Module 78 min

I2C: Two-Wire Addressable Bus

Two wires, many devices, built-in acknowledge

I2C, the Inter-Integrated Circuit bus, connects many devices using just two wires. It trades speed for wire count and addressing, which makes it ideal for sensors and small peripherals.

Just two wires

I2C uses SDA (serial data) and SCL (serial clock). Both are open-drain with pull-up resistors, meaning any device can pull a line low but none drives it high; the pull-ups do that. This shared-wire scheme is what lets many devices sit on the same two lines.

Addressing

Unlike SPI, there is no select wire. Instead each slave has an address (commonly 7 bits). The master sends a START, then the target address and a read/write bit, and only the matching slave responds. This is how one master reaches many devices over the same pair of wires.

START, STOP, and ACK

  1. START: SDA goes low while SCL is high, signalling the beginning of a transaction.
  2. Each byte is followed by an acknowledge: the receiver pulls SDA low for one clock to confirm it got the byte (ACK), or leaves it high to signal NACK.
  3. STOP: SDA goes high while SCL is high, ending the transaction.

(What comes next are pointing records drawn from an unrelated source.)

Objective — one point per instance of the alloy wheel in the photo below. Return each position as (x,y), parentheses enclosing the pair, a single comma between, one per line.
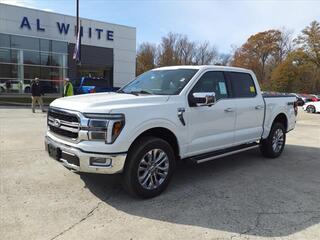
(153,169)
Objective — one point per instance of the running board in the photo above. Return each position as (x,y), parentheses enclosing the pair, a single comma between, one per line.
(222,153)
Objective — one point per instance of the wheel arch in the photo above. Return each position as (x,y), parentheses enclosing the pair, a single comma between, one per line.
(281,118)
(163,133)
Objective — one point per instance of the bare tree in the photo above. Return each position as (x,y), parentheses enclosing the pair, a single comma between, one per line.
(185,50)
(205,54)
(146,57)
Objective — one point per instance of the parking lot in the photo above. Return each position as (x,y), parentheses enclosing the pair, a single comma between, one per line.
(243,196)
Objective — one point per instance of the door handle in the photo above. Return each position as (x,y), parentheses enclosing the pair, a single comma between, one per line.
(258,107)
(228,110)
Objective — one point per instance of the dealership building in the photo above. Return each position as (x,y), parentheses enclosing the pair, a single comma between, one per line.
(40,44)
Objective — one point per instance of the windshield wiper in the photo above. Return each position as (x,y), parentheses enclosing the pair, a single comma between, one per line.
(141,92)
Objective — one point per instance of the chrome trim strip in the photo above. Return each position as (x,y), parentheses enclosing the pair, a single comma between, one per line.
(226,154)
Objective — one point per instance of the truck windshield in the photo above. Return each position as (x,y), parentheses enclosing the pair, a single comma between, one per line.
(160,82)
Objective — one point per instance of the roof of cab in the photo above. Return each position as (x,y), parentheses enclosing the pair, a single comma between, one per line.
(205,67)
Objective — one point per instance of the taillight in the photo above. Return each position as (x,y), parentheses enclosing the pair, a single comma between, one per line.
(295,106)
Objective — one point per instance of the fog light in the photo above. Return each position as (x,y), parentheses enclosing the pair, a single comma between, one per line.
(100,162)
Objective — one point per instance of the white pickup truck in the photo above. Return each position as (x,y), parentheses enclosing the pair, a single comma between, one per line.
(194,113)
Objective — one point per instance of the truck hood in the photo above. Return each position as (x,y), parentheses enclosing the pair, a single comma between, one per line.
(105,102)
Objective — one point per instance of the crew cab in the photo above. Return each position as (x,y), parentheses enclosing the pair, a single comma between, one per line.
(169,114)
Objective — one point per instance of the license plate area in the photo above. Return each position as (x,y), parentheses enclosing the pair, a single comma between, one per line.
(54,152)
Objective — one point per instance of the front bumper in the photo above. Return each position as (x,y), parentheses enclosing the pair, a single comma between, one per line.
(78,160)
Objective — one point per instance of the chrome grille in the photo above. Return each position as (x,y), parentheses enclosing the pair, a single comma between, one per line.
(63,123)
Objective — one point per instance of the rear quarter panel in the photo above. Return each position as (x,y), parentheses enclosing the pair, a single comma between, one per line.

The per-byte acknowledge is a real advantage over SPI: the sender knows whether each byte was received.

Speed and multi-master

I2C is slower than SPI (common speeds are 100 kHz standard and 400 kHz fast mode). It also supports multiple masters with an arbitration scheme, though most systems use a single master.

Watch out

I2C lines are open-drain and need pull-up resistors to work at all. Forgetting the pull-ups, or sizing them wrong for the bus capacitance, is the most common real-world I2C mistake. No pull-ups means the lines never go high and nothing communicates.